Afinal, o que esperar de um país da periferia do capitalismo, senão o repúdio àqueles homens não ocidentalizados, barbudos, criadores de cabras, contra a luz que ilumina e se outorga dona de todos os recursos naturais do planeta, inclusive dos nossos.
Ali compreendemos que a mulher é uma categoria universal válida para todo o planeta, se esse modelo de mulher não for seguido, é preciso que o Ocidente, aos moldes da civilização versus barbárie, traga a boa nova. Quer você as conheça ou não, Charlotte, Carrie, Samantha, e Miranda produzirão um norte do que é ser mulher.
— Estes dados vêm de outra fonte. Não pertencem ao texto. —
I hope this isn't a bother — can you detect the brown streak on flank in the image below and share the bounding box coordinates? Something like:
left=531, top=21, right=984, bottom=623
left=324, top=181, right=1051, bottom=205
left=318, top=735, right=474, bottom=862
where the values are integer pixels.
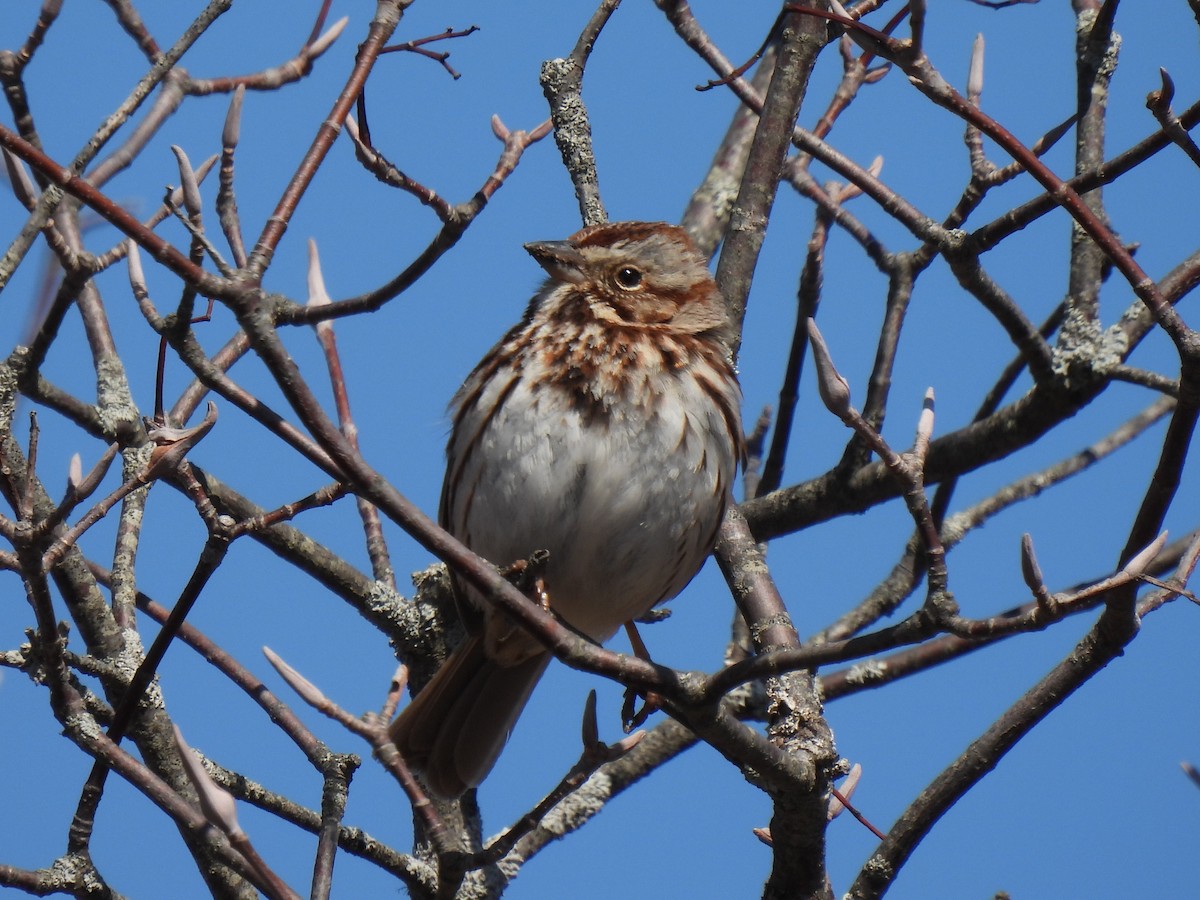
left=446, top=376, right=521, bottom=504
left=696, top=366, right=745, bottom=463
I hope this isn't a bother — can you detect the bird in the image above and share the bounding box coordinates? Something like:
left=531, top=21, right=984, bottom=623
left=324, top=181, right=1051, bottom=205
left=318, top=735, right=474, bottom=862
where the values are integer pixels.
left=389, top=222, right=744, bottom=798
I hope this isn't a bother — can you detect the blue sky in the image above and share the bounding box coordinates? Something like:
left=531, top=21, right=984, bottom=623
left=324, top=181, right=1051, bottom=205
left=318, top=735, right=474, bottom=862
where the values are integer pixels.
left=0, top=0, right=1200, bottom=899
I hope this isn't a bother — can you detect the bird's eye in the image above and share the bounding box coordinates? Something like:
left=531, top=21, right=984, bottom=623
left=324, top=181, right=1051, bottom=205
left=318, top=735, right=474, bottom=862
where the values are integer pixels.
left=617, top=265, right=642, bottom=290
Em um dos encontros entre as amigas, Charlotte, em diálogo com Miranda que neste momento estreava um relacionamento sério com um garçom, afirma: Você não pode namorar um homem da working class (classe trabalhadora). Não é apenas uma diferença de salário, mas de educação e origem. Carrie ri – Não falamos mais disso. Então vocês fingem que a classe não existe mais? Neste exato momento, Charlotte olha para as mulheres que estão massageando seus pés e as protagonistas ficam um tanto constrangidas. Fiquei pensando qual foi o momento em que as mulheres, cujos pés acariciamos, cujos filhos cuidamos, cujas casas limpamos, nos fizeram acreditar que seus problemas são os nossos.
É claro, ao assistir a série não nos importamos com as centenas de figurantes que estão o tempo todo servindo os ricaços de Manhattan, como em um conto de fadas, diria um conto de fadas burguês, esquecemos a origem, a educação e acreditamos que seremos ricas e bem sucedidas como uma Miranda, sem ter a sua origem, ou a sorte ainda que frívola de uma Carrie, que ao menos por pouco tempo pôde sonhar em casar-se com o Senhor Big.
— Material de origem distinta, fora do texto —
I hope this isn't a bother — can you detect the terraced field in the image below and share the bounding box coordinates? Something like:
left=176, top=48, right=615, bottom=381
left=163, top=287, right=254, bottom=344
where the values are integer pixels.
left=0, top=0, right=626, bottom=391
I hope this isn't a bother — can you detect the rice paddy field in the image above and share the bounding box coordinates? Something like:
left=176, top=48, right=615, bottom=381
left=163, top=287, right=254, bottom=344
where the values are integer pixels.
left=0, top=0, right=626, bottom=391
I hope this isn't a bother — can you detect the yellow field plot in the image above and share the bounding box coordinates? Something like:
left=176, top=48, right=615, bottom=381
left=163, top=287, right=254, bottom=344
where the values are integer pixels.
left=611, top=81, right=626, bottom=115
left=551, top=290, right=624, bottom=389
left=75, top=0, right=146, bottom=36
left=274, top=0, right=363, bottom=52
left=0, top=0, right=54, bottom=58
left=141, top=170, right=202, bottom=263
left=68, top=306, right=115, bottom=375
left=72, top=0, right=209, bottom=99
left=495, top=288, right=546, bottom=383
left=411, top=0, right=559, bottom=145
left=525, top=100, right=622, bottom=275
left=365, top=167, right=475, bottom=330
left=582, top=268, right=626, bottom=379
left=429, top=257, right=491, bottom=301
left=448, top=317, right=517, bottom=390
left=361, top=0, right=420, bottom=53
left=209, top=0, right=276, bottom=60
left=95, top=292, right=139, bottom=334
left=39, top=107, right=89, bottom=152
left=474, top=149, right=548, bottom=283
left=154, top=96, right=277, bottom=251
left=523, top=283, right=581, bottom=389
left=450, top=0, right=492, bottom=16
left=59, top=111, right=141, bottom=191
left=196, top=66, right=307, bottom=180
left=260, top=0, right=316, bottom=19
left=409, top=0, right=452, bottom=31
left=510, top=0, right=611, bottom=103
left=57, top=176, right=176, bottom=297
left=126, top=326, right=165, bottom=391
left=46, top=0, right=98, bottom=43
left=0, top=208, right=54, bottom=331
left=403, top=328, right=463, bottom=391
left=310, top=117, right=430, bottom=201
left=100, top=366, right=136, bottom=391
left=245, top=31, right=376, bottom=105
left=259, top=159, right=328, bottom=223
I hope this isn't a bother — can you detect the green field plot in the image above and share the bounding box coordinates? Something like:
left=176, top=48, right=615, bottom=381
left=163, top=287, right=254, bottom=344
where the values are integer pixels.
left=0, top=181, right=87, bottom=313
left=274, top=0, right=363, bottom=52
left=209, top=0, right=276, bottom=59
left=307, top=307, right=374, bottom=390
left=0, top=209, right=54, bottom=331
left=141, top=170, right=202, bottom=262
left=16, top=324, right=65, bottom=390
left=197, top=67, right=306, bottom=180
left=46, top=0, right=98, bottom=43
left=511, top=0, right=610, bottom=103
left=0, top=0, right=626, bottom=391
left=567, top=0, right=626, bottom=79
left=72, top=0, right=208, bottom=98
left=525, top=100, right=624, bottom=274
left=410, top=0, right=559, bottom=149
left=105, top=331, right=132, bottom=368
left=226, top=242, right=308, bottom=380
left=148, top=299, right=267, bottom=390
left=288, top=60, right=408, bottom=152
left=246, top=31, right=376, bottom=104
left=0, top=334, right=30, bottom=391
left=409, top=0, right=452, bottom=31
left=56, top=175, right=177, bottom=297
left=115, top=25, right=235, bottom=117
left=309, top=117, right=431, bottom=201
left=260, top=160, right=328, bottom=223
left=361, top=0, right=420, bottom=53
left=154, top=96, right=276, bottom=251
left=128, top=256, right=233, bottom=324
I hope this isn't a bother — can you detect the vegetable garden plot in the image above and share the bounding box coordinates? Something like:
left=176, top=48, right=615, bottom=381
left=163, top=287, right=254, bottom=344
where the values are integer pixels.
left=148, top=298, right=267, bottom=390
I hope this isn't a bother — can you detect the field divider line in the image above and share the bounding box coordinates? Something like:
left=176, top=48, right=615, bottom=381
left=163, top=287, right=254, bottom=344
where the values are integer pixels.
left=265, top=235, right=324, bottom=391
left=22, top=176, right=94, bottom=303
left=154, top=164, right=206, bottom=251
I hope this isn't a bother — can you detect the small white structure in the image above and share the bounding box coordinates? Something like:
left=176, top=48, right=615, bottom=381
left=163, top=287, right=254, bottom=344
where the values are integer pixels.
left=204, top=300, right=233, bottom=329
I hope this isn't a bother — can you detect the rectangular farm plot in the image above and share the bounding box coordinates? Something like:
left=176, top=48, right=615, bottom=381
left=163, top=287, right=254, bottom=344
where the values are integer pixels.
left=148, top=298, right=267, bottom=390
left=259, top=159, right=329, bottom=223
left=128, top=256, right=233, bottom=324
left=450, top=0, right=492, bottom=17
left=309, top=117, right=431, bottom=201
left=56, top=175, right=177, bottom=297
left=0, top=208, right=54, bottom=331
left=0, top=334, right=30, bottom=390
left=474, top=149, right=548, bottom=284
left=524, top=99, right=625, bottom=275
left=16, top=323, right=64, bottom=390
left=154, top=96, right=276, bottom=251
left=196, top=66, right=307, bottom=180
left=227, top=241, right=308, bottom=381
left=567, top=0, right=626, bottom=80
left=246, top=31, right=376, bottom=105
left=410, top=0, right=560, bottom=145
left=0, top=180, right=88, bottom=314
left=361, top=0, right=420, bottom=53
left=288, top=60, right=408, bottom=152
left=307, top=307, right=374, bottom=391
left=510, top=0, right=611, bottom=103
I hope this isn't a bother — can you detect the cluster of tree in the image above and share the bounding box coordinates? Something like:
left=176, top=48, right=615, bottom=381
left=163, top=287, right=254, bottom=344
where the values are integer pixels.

Agora, se você for muito bonita, atraente e souber usar a sua sensualidade com eficácia, quem sabe a oportunidade de uma Samantha ao ser percebida por um multimilionário, aceitar encontros com alguém nada atraente aos olhos dela, a não ser pelo fato que os encontros lhe rendam joias e uma boa vida. Claro, assim como a fantasia de ter uma ilha só para si.
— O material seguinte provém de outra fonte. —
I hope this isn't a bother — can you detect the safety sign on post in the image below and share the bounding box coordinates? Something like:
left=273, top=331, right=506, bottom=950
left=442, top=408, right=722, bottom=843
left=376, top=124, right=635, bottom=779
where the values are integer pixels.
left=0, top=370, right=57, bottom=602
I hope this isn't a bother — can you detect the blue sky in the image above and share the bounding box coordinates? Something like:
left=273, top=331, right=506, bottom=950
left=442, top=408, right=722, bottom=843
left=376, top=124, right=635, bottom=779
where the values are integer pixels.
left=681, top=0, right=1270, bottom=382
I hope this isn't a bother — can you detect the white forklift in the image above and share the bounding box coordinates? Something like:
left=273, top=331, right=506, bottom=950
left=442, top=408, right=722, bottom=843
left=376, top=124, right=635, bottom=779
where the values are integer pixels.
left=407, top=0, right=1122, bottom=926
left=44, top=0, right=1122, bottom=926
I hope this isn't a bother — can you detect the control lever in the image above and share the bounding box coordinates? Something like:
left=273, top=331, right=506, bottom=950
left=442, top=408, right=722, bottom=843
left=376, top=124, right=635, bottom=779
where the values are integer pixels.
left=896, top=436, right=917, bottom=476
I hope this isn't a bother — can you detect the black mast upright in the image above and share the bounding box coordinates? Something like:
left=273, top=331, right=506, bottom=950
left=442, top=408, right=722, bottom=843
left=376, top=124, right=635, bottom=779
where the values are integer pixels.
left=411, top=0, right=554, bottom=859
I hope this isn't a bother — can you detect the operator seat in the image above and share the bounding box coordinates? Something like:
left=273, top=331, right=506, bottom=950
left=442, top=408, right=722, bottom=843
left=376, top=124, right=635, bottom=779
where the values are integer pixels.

Acho que eu ri. Mulheres e interesses, ou mulheres que sabem usar seus encantos a fim de alcançar seus objetivos, seja no relacionamento com velhotes, jogadores ou personagens famosos. Não, isso soa muito estranho, as mulheres mudaram muito. Afinal, com estudo, trabalho duro e resiliência, o céu é o limite para as mulheres que cresceram sobre a emergência do feminismo liberal.
Quiçá a série traga temas que nada tem a ver com as mulheres super empoderadas de nosso tempo, afinal, o avanço de um neoliberalismo que destrói a vida e a esperança de todas nós, não deve entrar na pauta de mulheres super empoderadas, o que nos define é sermos uma mulher. Classe é uma categoria muito abstrata que nada tem a ver com os dramas atuais, assim como Carrie, o nosso mundo afirma- não faz mais sentido falarmos de um mundo dividido em classes, afinal a única classe que existe é a capitalista, onde você é e se transforma em tudo aquilo que quiser e que seu dinheiro possa comprar…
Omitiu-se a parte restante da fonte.